Um conhecido procurador de justiça do Estado da Bahia,  em entrevista recente aos órgãos de comunicação, referiu-se ao Mutirão Carcerário, afirmando que este não passa de uma ação midiática, comparando-o a uma pessoa que tem péssimos hábitos alimentares, não pratica qualquer exercício físico e, para resolver sua obesidade, faz uma lipoaspiração a cada seis meses, sendo que, no caso do mutirão, os problemas estruturais não são enfrentados e então se faz o mutirão para tentar desinchar as cadeias e presídios.

A Associação dos Magistrados do Maranhão, em 29.04.2010, outrossim, firmou o entendimento de que os mutirões carcerários, realizados sem a participação do juiz do processo de conhecimento ou da execução penal, ofende o princípio do Juiz Natural e institui “um tribunal de exceção”. Por essa razão, apresentou ao Conselho Nacional de Justiça (CNJ) o Pedido de Providências n.º 00003157-59.2010.2.00.0000, destacando que aquele Colendo Conselho de Justiça já havia decidido que não se podia cogitar o afastamento dos juízes titulares das varas beneficiadas (PCA n.º 043/2005/CNJ):

“Outros juristas entendem que mesmo que os Tribunais designem magistrados para atuarem concorrentemente com o juiz natural, a ofensa ao princípio do juiz natural ainda persistirá, vez que,  no mutirão carcerário, os feitos serão encaminhados para juízes incompetentes. A competência é a medida da jurisdição e esta é intransferível, intransmissível, indelegável.”

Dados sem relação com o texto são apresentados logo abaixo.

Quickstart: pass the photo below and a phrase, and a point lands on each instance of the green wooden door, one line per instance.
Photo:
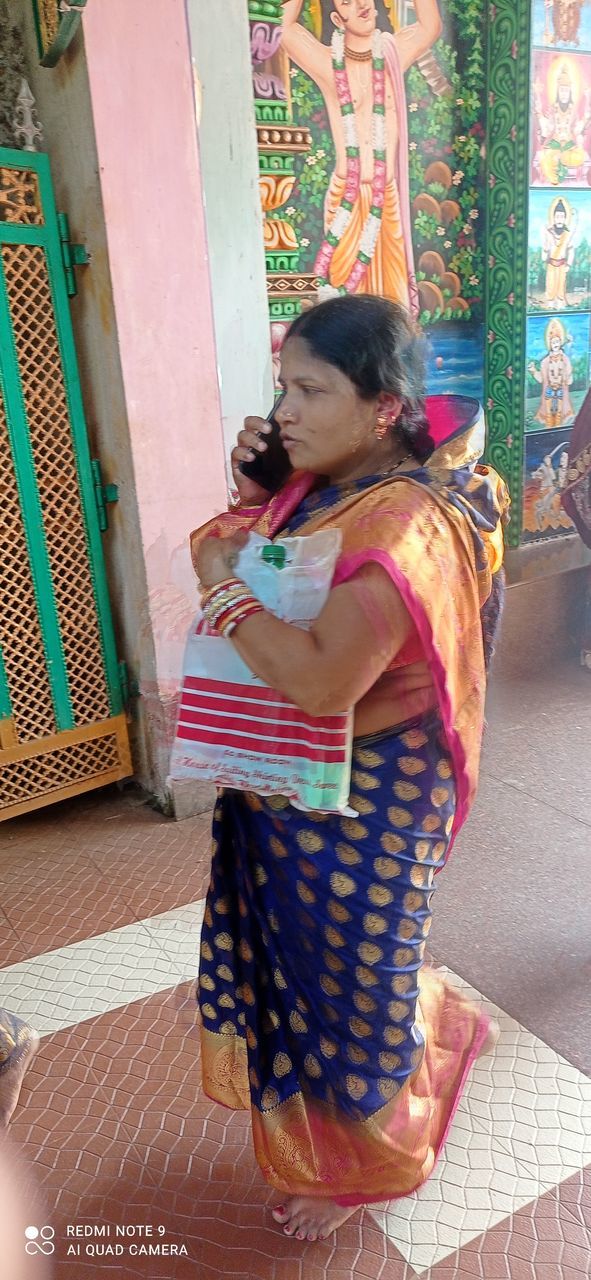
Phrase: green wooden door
(62, 718)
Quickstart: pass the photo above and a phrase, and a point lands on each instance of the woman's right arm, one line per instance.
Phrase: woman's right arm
(303, 49)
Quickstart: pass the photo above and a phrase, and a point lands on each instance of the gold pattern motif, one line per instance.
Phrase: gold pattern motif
(362, 805)
(365, 976)
(367, 758)
(412, 766)
(365, 781)
(392, 844)
(282, 1065)
(394, 1036)
(348, 855)
(356, 1087)
(389, 1061)
(339, 912)
(388, 1088)
(312, 1066)
(413, 901)
(358, 1027)
(353, 830)
(278, 848)
(329, 984)
(401, 983)
(328, 1047)
(407, 791)
(310, 841)
(379, 895)
(305, 892)
(415, 739)
(374, 923)
(398, 1010)
(399, 817)
(342, 885)
(308, 869)
(386, 868)
(370, 952)
(363, 1002)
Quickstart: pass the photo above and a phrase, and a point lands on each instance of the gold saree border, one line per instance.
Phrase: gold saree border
(306, 1147)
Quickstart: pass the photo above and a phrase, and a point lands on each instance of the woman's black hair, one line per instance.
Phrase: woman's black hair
(380, 350)
(328, 26)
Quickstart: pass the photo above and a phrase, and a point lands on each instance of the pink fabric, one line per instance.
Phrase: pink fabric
(393, 64)
(349, 565)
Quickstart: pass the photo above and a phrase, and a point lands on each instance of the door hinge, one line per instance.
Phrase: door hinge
(104, 494)
(72, 255)
(129, 688)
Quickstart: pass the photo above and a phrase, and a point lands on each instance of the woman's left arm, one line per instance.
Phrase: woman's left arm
(330, 667)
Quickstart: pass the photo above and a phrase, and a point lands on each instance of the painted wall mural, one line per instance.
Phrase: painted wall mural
(371, 131)
(558, 362)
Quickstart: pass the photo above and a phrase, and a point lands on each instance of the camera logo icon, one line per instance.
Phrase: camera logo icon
(40, 1240)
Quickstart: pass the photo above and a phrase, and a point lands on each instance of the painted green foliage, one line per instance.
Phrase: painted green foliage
(447, 128)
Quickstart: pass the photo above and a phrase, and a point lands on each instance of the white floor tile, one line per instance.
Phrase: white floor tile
(523, 1125)
(106, 972)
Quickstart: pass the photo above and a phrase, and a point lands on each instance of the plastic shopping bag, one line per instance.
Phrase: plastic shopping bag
(234, 730)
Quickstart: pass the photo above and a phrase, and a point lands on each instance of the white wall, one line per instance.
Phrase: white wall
(229, 167)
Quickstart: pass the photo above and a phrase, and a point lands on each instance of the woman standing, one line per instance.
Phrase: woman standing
(317, 1013)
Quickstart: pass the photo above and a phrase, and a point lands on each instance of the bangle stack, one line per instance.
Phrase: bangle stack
(228, 604)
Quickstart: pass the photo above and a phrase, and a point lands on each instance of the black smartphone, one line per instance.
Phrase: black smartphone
(271, 467)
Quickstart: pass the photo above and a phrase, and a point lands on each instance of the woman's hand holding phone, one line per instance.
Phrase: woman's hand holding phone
(251, 442)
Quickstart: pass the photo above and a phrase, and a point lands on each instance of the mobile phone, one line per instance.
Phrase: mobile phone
(271, 467)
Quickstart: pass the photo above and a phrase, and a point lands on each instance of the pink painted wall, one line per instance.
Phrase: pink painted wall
(142, 95)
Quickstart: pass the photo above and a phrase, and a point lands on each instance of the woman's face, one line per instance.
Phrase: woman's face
(325, 425)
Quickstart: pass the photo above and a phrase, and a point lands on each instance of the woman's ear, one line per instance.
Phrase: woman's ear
(389, 406)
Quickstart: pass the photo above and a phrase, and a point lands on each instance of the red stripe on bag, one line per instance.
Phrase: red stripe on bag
(251, 725)
(276, 712)
(233, 689)
(262, 746)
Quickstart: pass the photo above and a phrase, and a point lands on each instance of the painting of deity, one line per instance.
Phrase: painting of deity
(560, 145)
(562, 23)
(559, 251)
(388, 197)
(558, 370)
(546, 462)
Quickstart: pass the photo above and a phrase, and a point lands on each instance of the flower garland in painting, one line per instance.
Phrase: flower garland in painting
(343, 215)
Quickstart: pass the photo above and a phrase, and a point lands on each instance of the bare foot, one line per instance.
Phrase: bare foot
(12, 1079)
(310, 1219)
(491, 1041)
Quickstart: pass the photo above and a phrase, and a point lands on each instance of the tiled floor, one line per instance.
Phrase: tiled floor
(101, 903)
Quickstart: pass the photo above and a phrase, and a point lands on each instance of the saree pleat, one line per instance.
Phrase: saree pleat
(316, 1010)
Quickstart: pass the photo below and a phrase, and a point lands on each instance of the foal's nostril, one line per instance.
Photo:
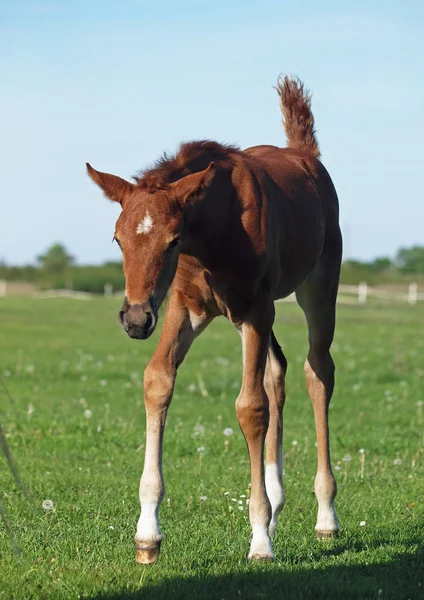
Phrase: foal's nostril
(149, 321)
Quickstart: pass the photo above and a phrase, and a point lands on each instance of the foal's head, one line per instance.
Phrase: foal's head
(148, 231)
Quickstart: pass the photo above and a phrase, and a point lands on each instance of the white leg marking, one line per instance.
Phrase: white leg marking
(327, 518)
(260, 546)
(148, 529)
(275, 493)
(151, 492)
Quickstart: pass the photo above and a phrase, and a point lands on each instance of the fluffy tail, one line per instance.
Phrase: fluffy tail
(298, 120)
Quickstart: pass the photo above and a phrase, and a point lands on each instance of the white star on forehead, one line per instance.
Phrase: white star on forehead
(145, 224)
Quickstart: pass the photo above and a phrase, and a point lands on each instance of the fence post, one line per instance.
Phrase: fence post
(413, 293)
(362, 292)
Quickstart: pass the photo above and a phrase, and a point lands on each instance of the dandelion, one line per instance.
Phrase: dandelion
(420, 405)
(224, 362)
(362, 459)
(346, 459)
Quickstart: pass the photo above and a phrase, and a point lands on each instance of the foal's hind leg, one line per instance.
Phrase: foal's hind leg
(318, 305)
(276, 367)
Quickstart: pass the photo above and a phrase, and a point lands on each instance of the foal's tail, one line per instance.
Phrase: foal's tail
(298, 120)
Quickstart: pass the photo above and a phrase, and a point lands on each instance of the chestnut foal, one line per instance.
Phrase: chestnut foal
(229, 232)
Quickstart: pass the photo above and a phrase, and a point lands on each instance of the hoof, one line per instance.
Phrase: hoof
(261, 557)
(147, 555)
(326, 535)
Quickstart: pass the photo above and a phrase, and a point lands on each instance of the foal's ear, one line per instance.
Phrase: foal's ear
(192, 188)
(113, 187)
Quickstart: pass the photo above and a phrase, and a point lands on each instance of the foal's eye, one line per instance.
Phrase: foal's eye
(174, 242)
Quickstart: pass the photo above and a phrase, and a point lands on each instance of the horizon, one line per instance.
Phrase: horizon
(119, 85)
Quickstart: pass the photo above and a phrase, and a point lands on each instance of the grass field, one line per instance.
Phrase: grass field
(76, 431)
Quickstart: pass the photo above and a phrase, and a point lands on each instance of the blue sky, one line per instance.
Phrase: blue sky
(118, 83)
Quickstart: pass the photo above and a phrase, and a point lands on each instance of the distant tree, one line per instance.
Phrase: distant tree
(381, 263)
(56, 259)
(410, 260)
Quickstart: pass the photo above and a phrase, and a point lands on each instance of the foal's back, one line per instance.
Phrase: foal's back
(301, 209)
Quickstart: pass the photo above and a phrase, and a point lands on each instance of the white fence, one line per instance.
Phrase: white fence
(348, 294)
(362, 293)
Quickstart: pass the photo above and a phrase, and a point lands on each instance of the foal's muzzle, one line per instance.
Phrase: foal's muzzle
(138, 320)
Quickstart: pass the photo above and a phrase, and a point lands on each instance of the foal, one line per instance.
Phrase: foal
(229, 232)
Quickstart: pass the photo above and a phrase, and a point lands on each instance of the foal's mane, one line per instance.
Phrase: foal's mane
(191, 157)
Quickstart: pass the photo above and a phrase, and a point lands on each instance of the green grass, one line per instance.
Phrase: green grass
(64, 357)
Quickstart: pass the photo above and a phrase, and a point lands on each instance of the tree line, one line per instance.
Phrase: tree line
(56, 269)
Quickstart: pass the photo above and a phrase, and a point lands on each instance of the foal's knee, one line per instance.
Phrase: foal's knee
(252, 411)
(158, 386)
(319, 371)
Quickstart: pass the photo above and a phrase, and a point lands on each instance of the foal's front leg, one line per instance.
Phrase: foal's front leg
(159, 378)
(252, 409)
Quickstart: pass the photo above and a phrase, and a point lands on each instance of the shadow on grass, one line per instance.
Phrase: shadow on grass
(401, 578)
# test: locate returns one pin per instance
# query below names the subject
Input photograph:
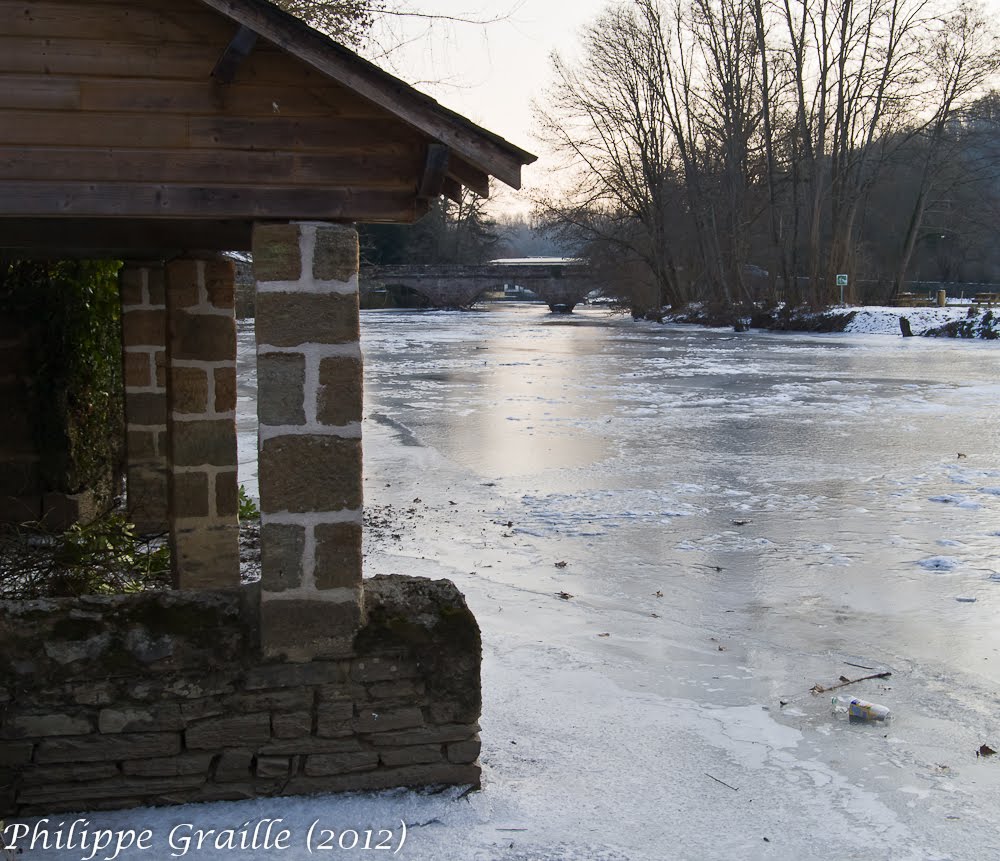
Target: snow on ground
(763, 512)
(884, 320)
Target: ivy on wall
(70, 312)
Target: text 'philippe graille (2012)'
(186, 840)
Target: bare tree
(963, 56)
(611, 120)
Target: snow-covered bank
(951, 321)
(740, 518)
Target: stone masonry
(157, 698)
(144, 339)
(201, 423)
(309, 393)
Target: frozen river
(734, 518)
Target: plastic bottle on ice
(860, 711)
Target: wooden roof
(136, 126)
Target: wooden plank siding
(108, 110)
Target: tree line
(734, 151)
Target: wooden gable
(143, 124)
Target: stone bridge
(560, 283)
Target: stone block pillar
(309, 392)
(201, 423)
(144, 337)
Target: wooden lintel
(201, 203)
(469, 176)
(236, 52)
(452, 189)
(47, 238)
(435, 168)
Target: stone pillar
(309, 391)
(201, 423)
(144, 336)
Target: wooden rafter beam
(236, 52)
(477, 145)
(469, 176)
(435, 169)
(452, 189)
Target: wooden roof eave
(484, 152)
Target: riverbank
(951, 321)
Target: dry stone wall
(161, 698)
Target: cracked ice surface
(742, 517)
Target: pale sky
(491, 72)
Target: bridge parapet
(560, 285)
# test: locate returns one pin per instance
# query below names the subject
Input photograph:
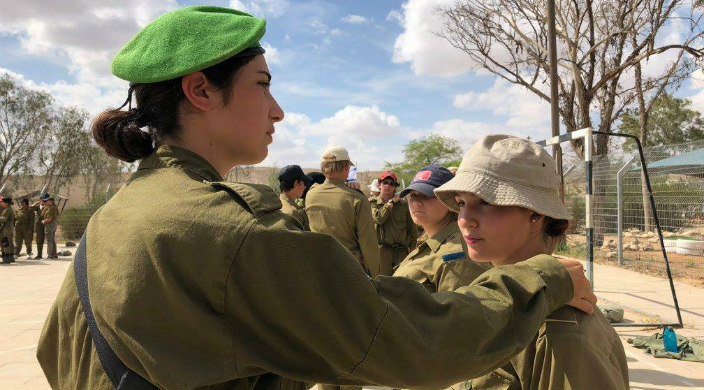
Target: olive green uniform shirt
(393, 224)
(295, 210)
(571, 351)
(440, 263)
(7, 220)
(229, 293)
(24, 219)
(344, 213)
(51, 212)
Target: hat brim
(424, 188)
(543, 201)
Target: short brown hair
(334, 166)
(554, 231)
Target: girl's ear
(198, 91)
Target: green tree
(25, 119)
(434, 149)
(671, 121)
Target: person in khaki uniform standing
(395, 231)
(7, 222)
(342, 212)
(50, 214)
(440, 261)
(275, 307)
(37, 208)
(292, 183)
(506, 192)
(24, 228)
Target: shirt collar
(169, 156)
(440, 237)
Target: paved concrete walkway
(29, 288)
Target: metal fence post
(619, 206)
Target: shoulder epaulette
(453, 256)
(259, 198)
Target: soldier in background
(396, 232)
(24, 228)
(338, 210)
(292, 183)
(7, 223)
(374, 189)
(37, 207)
(50, 213)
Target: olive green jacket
(344, 213)
(197, 283)
(24, 219)
(293, 209)
(393, 224)
(440, 263)
(50, 211)
(571, 351)
(38, 216)
(7, 221)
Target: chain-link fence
(622, 213)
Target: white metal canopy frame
(587, 133)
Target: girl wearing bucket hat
(440, 261)
(506, 195)
(185, 281)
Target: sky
(368, 75)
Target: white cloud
(369, 134)
(522, 108)
(355, 19)
(418, 44)
(319, 27)
(354, 122)
(467, 133)
(394, 16)
(261, 8)
(83, 38)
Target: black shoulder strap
(120, 376)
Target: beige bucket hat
(335, 153)
(507, 171)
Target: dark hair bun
(120, 134)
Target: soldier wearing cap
(7, 222)
(49, 215)
(342, 212)
(37, 208)
(24, 228)
(440, 261)
(395, 231)
(228, 292)
(292, 183)
(374, 189)
(508, 185)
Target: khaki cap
(507, 171)
(335, 153)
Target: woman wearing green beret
(192, 282)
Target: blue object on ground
(669, 338)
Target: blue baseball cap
(294, 172)
(428, 179)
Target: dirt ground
(686, 268)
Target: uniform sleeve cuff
(558, 281)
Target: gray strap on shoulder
(121, 377)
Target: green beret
(187, 40)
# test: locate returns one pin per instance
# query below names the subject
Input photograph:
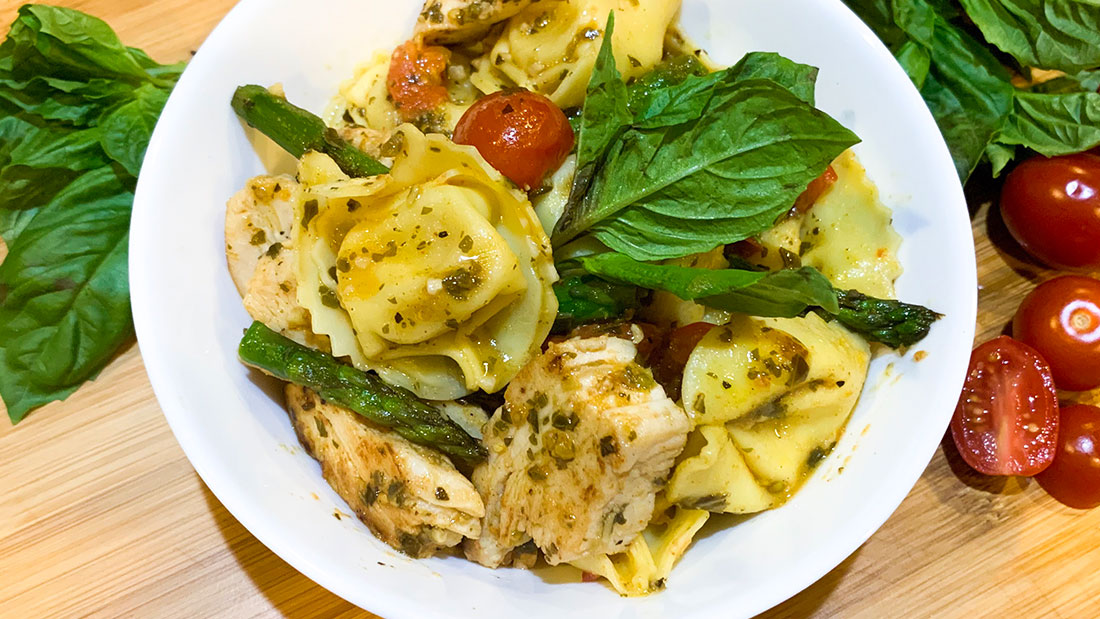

 2.  O princípio do Juiz Natural e o Juízo de exceção

O princípio do juiz natural e a garantia de que não haverá juízo ou tribunal de exceção, encontram-se inscritos nos incisos LIII e XXXVII do art. 5° da Constituição Federal vigente.
Tem por escopo  garantir a imparcialidade do Judiciário e a segurança do povo contra o arbítrio estatal. O juiz natural é somente aquele integrado no Poder Judiciário, com todas as garantias institucionais e pessoais previstas na Constituição Federal, devendo, esse princípio,  ser interpretado em sua plenitude, de forma a não só inibir a criação de Tribunais ou juízos de exceção, como também a  exigir respeito absoluto às regras objetivas de determinação de competência, para que não seja afetada a independência e a imparcialidade do órgão julgador.

O Juiz Natural é princípio albergado, no ordenamento pátrio, desde a Constituição Política do Império do Brasil, publicada em 25 de março de 1824, em que previa em seu Título VIII – “Das disposições geraes, e garantias dos direitos civis e políticos dos cidadãos brazileiros”, extenso rol de direitos humanos fundamentais, entre eles o princípio do Juiz Natural, repetido, igualmente, por nossa 1ª Constituição Republicana, de 24 de fevereiro de 1891, que, em seu Título III – Seção II, o previa na Declaração de Direitos, assim como nas demais Cartas Republicanas que se seguiram.

Dessarte, o direito a um juiz imparcial constitui garantia fundamental na administração da Justiça num Estado Democrático de Direito, servindo de substrato para a previsão, em matéria de direito processual,  das hipóteses de impedimento e suspeição do magistrado, sempre no intuito de garantir a imparcialidade do órgão julgador.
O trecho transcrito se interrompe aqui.